Non vorrei soffermarmi troppo sulle tematiche (anche se quello sull’allattamento con panel principalmente maschili fa ridere un sacco) ma solo per farvi vedere cosa si intente quando si dice che, piuttosto che panel, sono manel. I panel tutti al maschile.
Ci facciamo caso che, quando andiamo a seminari, eventi e simili le donne sono sempre in estrema minoranza? Che si parli di nuove tecnologie, energia rinnovabile, informatica, filosofia e persino l’allattamento, sono più gli uomini quelli che vengono chiamati a parlare.
Ora la domanda da fare è: non si trovano proprio donne competenti da invitare?

Questa è la scusa che è stata riportata l’anno scorso dagli organizzatori del Premio Strega che, da anni, vengono chiamati in causa nell’evidente sbilanciamento tra donne e uomini in candidature e vincitori. Qui tutti i dati a riguardo.
Che cosa vogliamo far pensare, che non ci siano donne competenti da chiamare nei panel? Che non ci siano donne in grado di scrivere bei libri? Davvero vogliamo credere che gli uomini vincano in così stragrande maggioranza i concorsi letterari perché sono solo loro bravi a scrivere?

La rappresentazione negli eventi
La problematica della poca rappresentazione femminile negli eventi pubblici con la presenza di panel non è di certo nuova. Ci sono infatti diverse iniziative, tra cui quella del #equalpanel di Ewmd Italia, un network di imprenditrici e aziende italiane e internazionali, che si propone di “aumentare significativamente e in modo sostenibile la rappresentanza delle donne nei ruoli apicali in Italia, individuare approcci innovativi nella gestione delle organizzazioni e diffondere buone pratiche per raggiungere una reale parità di genere”.
Una lista di pochissimi accorgimenti da prendere per essere sicuri che il proprio panel sia inclusivo.
Inclusivo non solo per quanto riguarda le donne, ma anche persone disabili, appartenenti alla comunità LGBTQ+ e POC e tutte le intersezioni.
Pregiudicare la varietà del discorso
Voglio ricordare che la poca rappresentanza delle donne in questi eventi non significa soltanto che “le quote rosa non sono state rispettate”, ma che non si stanno creando volontariamente role models per le giovani donne. Quindi si sta volontariamente alimentando lo stesso sistema che, per migliaia di anni, ha recluso le donne in un luogo secondario e non sul palco con i colleghi maschi.

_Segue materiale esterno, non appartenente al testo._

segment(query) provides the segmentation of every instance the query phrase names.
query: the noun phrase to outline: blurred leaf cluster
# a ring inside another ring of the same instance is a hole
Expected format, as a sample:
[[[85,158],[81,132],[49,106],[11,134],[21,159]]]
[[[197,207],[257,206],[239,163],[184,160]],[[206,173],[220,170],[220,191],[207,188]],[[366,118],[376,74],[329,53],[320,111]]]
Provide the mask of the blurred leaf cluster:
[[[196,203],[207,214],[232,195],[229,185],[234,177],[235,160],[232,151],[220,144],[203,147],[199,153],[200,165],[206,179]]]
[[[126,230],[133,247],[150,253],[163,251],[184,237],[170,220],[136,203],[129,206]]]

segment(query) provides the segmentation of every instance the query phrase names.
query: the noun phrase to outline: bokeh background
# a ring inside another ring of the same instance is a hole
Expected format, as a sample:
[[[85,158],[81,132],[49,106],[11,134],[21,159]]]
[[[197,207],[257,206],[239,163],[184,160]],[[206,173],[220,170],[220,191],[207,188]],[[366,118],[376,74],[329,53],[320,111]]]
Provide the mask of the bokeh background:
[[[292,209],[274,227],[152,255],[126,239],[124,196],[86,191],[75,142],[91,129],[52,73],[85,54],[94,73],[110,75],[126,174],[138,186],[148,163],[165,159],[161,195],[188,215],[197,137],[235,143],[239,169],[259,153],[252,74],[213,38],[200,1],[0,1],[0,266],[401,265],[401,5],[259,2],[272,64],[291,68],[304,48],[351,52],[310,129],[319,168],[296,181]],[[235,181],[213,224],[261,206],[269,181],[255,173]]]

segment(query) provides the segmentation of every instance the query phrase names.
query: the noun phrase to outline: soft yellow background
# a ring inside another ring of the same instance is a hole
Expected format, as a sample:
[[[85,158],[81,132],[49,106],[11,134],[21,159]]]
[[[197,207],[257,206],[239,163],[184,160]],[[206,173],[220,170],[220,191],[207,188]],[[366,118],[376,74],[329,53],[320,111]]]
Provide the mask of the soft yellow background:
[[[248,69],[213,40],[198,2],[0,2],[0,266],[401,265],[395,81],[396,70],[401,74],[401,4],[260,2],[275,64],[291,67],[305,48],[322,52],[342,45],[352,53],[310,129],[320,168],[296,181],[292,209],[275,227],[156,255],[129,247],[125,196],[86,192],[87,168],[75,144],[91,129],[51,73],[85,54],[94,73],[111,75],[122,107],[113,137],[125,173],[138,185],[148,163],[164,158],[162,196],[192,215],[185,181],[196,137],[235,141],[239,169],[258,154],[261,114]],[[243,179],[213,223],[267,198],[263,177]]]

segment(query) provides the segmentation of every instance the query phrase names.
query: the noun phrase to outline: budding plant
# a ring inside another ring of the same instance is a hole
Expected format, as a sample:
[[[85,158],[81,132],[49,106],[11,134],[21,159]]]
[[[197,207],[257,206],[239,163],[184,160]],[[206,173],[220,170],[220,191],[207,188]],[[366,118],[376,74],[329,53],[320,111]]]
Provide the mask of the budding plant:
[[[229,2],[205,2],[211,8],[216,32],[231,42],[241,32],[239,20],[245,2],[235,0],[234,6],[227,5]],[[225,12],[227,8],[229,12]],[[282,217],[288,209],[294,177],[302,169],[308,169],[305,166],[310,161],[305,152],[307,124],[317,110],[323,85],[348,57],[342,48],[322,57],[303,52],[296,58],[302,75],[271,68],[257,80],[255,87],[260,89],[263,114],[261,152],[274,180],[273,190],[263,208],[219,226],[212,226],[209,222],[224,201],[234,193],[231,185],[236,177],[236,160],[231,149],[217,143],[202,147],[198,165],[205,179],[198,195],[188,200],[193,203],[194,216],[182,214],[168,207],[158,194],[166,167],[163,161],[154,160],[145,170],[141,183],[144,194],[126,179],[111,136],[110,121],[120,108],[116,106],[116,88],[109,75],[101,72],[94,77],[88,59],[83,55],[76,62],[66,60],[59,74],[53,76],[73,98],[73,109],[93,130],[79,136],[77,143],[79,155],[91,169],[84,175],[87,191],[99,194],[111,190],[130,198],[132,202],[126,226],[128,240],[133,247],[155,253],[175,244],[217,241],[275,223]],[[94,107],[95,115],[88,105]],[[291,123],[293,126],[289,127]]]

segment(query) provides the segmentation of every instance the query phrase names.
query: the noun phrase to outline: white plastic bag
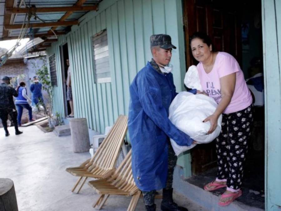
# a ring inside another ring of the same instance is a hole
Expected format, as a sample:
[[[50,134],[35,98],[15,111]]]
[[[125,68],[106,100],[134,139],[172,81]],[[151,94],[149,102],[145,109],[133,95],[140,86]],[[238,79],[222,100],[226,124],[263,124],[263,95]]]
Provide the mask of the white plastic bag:
[[[203,89],[200,83],[198,71],[195,65],[190,66],[185,73],[184,81],[187,87],[190,89],[196,89],[202,92]]]
[[[169,118],[179,129],[198,143],[209,143],[219,134],[222,116],[221,114],[218,118],[216,129],[210,134],[207,133],[211,127],[211,123],[209,121],[203,123],[203,121],[213,113],[217,105],[213,98],[203,94],[194,95],[182,92],[177,95],[170,106]],[[195,146],[179,146],[172,139],[171,142],[177,155]]]

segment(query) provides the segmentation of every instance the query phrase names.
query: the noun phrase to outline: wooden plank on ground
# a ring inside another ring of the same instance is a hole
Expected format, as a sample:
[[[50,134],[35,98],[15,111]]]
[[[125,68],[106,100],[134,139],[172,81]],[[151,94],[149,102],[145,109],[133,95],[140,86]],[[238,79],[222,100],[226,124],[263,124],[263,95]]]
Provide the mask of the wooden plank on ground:
[[[44,120],[45,120],[45,119],[47,119],[48,118],[48,117],[44,117],[43,118],[37,119],[36,120],[35,120],[35,121],[33,121],[33,122],[29,122],[28,123],[24,124],[23,125],[22,125],[22,127],[27,127],[28,126],[29,126],[30,125],[31,125],[33,124],[34,124],[35,123],[38,123],[39,122],[41,122],[41,121],[43,121]]]

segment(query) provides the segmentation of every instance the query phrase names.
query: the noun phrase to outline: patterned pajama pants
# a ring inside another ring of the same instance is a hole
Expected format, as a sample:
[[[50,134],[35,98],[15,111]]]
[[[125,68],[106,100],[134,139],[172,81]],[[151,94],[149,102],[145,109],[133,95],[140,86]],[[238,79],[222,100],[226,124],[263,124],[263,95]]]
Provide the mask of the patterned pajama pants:
[[[169,138],[168,143],[169,143],[168,149],[168,173],[165,188],[166,189],[170,189],[172,188],[174,169],[177,164],[178,157],[175,154],[175,152],[171,144]],[[143,191],[143,200],[144,201],[145,205],[150,206],[154,203],[156,193],[156,191],[155,190],[150,191]]]
[[[243,166],[253,122],[252,106],[223,114],[222,130],[216,146],[218,169],[216,180],[226,181],[227,189],[235,192],[242,184]]]

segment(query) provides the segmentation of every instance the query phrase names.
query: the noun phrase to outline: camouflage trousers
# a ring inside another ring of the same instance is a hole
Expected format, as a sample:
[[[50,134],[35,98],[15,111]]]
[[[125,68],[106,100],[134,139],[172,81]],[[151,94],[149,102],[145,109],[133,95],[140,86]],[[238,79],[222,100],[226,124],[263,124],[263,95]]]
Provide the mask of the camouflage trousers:
[[[175,154],[175,152],[173,149],[170,140],[168,141],[168,173],[167,175],[167,180],[166,182],[166,189],[170,189],[172,188],[173,183],[173,175],[174,169],[177,164],[178,157]],[[142,191],[143,195],[143,200],[144,204],[146,206],[150,206],[154,203],[154,199],[156,194],[155,190],[150,191]]]
[[[3,127],[6,133],[8,131],[7,120],[8,120],[8,115],[11,117],[11,118],[13,123],[14,126],[18,126],[18,121],[17,117],[18,116],[18,113],[17,110],[15,109],[0,109],[0,118],[2,121]]]

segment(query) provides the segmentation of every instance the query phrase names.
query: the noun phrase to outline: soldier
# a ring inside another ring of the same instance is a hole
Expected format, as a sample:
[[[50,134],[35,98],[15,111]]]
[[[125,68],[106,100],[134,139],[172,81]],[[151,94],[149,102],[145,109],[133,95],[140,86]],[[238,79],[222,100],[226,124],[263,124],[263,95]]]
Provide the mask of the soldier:
[[[18,94],[16,90],[8,84],[10,84],[10,78],[4,76],[2,79],[3,83],[0,84],[0,118],[6,133],[6,136],[10,135],[8,131],[7,120],[8,115],[10,115],[13,121],[16,135],[23,133],[18,130],[17,117],[18,113],[14,103],[13,96],[18,97]]]
[[[156,34],[150,38],[153,58],[137,74],[130,87],[128,127],[132,146],[132,170],[143,195],[147,210],[155,210],[156,190],[163,188],[161,209],[187,211],[173,200],[173,173],[177,162],[169,138],[179,145],[193,141],[168,118],[169,107],[177,95],[169,65],[171,37]],[[196,94],[196,89],[191,90]]]

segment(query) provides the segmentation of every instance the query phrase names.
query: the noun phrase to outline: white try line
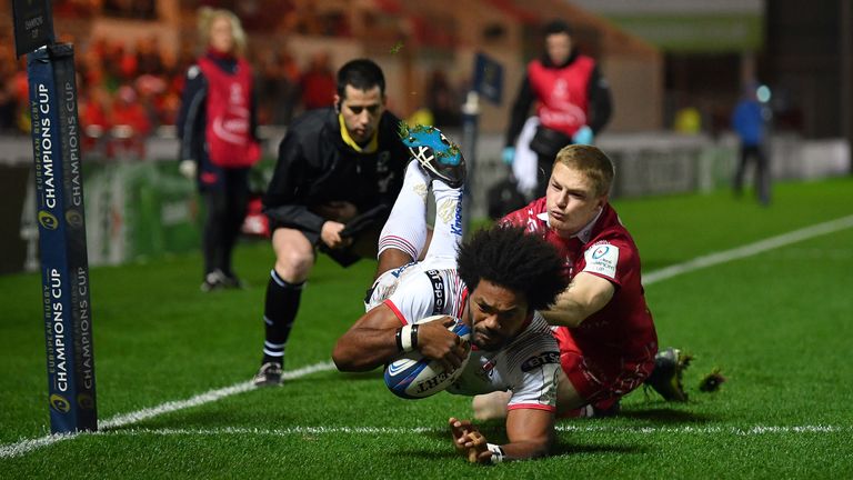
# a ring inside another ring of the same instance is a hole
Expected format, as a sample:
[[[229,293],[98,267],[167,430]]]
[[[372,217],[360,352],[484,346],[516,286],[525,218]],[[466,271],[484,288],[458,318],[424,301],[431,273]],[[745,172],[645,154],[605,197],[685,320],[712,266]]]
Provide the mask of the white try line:
[[[699,270],[702,268],[711,267],[719,263],[724,263],[727,261],[754,256],[762,253],[767,250],[772,250],[775,248],[784,247],[791,243],[800,242],[803,240],[807,240],[813,237],[819,237],[822,234],[827,234],[832,232],[836,232],[840,230],[844,230],[847,228],[853,227],[853,216],[850,217],[843,217],[836,220],[832,220],[825,223],[819,223],[812,227],[807,227],[801,230],[794,230],[789,233],[784,233],[777,237],[772,237],[766,240],[762,240],[755,243],[751,243],[744,247],[735,248],[732,250],[725,250],[722,252],[711,253],[709,256],[703,256],[695,258],[693,260],[674,264],[671,267],[666,267],[661,270],[653,271],[646,276],[644,276],[644,284],[649,286],[658,281],[666,280],[672,277],[691,272],[694,270]],[[291,370],[284,372],[282,376],[283,380],[293,380],[298,379],[311,373],[321,372],[321,371],[330,371],[334,370],[334,363],[332,362],[321,362],[321,363],[314,363],[312,366],[308,366],[298,370]],[[147,420],[153,417],[158,417],[164,413],[170,413],[178,410],[183,410],[191,407],[198,407],[202,406],[204,403],[214,402],[217,400],[223,399],[225,397],[231,397],[233,394],[242,393],[248,390],[252,390],[254,387],[252,386],[251,381],[241,382],[233,384],[231,387],[225,387],[218,390],[210,390],[205,393],[198,394],[195,397],[192,397],[187,400],[179,400],[179,401],[170,401],[162,403],[158,407],[147,408],[142,410],[138,410],[131,413],[126,414],[119,414],[116,417],[112,417],[108,420],[104,420],[100,422],[100,428],[102,430],[106,430],[106,433],[111,433],[111,429],[117,429],[120,427],[124,427],[128,424],[133,424],[137,422],[140,422],[142,420]],[[823,430],[820,429],[830,429],[829,431],[835,431],[833,429],[844,429],[843,427],[752,427],[745,430],[739,430],[746,433],[741,434],[754,434],[754,433],[773,433],[773,432],[785,432],[785,431],[815,431],[820,432]],[[576,429],[576,427],[573,426],[559,426],[558,430],[560,431],[590,431],[590,430],[573,430]],[[684,429],[692,429],[691,427],[684,427],[684,428],[675,428],[673,431],[680,432],[685,431]],[[714,429],[714,428],[711,428]],[[723,431],[732,431],[733,429],[724,429],[720,428],[721,430],[712,431],[711,429],[705,430],[698,430],[696,432],[723,432]],[[802,429],[802,430],[796,430]],[[850,430],[850,428],[846,428]],[[323,428],[315,428],[315,432],[324,432],[329,429]],[[352,429],[351,429],[352,430]],[[392,429],[393,430],[393,429]],[[389,430],[389,431],[392,431]],[[136,430],[134,430],[136,431]],[[142,431],[142,430],[139,430]],[[177,431],[177,430],[175,430]],[[237,431],[237,430],[234,430]],[[248,431],[248,430],[247,430]],[[258,430],[260,432],[260,430]],[[277,430],[277,431],[291,431],[291,430]],[[304,433],[305,430],[295,429],[292,430],[293,432],[302,432]],[[345,432],[350,430],[340,430],[340,432]],[[359,431],[358,429],[352,431]],[[415,431],[415,430],[409,430],[409,431]],[[653,431],[661,431],[661,429],[655,429]],[[381,432],[380,430],[377,430],[377,432]],[[103,434],[104,432],[99,432],[96,434]],[[21,454],[24,454],[27,452],[30,452],[32,450],[36,450],[40,447],[46,447],[53,444],[58,441],[68,440],[74,438],[77,434],[74,433],[67,433],[67,434],[51,434],[41,437],[38,439],[28,439],[28,440],[21,440],[17,443],[11,443],[8,446],[0,447],[0,459],[2,458],[11,458],[11,457],[18,457]]]
[[[580,421],[583,423],[583,420]],[[750,427],[618,427],[618,426],[595,426],[595,424],[568,424],[558,423],[556,431],[572,433],[619,433],[619,434],[730,434],[737,437],[753,437],[766,434],[789,434],[789,433],[849,433],[853,432],[853,426],[750,426]],[[126,430],[109,430],[97,433],[96,436],[119,436],[119,437],[141,437],[141,436],[162,436],[162,437],[200,437],[200,436],[265,436],[265,437],[291,437],[291,436],[322,436],[322,434],[422,434],[422,433],[442,433],[446,428],[440,427],[288,427],[283,429],[259,429],[242,427],[224,427],[218,429],[149,429],[133,428]]]
[[[294,380],[311,373],[315,373],[320,371],[329,371],[333,369],[334,369],[334,363],[330,361],[314,363],[298,370],[285,371],[281,376],[281,378],[282,380]],[[197,394],[195,397],[189,398],[187,400],[170,401],[170,402],[161,403],[157,407],[137,410],[131,413],[118,414],[108,420],[99,422],[99,428],[103,430],[117,429],[119,427],[137,423],[153,417],[159,417],[164,413],[170,413],[173,411],[214,402],[225,397],[231,397],[233,394],[242,393],[244,391],[249,391],[254,388],[255,387],[254,384],[252,384],[251,381],[240,382],[231,387],[210,390],[208,392]],[[19,457],[32,450],[36,450],[40,447],[50,446],[62,440],[73,439],[77,436],[78,433],[50,434],[50,436],[41,437],[38,439],[21,440],[17,443],[2,446],[0,447],[0,459]]]
[[[783,233],[777,237],[771,237],[765,240],[750,243],[743,247],[737,247],[731,250],[724,250],[716,253],[711,253],[702,257],[696,257],[693,260],[685,261],[670,266],[660,270],[655,270],[649,274],[643,276],[643,284],[650,286],[662,280],[670,279],[682,273],[688,273],[694,270],[712,267],[720,263],[730,262],[746,257],[752,257],[759,253],[763,253],[767,250],[773,250],[780,247],[784,247],[791,243],[809,240],[814,237],[820,237],[827,233],[833,233],[844,229],[853,227],[853,216],[842,217],[824,223],[817,223],[815,226],[806,227],[804,229],[794,230],[792,232]]]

Inoltre si sta monopolizzando il discorso, impedendogli di crescere e diversificarsi sotto mani che non siano privilegiate.
Come dice infine Jebreal:
«La battaglia per la parità non è una faccenda delle donne. È una questione che riguarda tutti, di democrazia e giustizia. Se l’uomo non vuole rinunciare al privilegio, mi dà una pacca sulla spalla e dice brava, continua a lottare, le cose non cambieranno mai. Ma le regole si possono cambiare solo insieme. E finché non saremo tutti liberi, nessuno lo sarà davvero».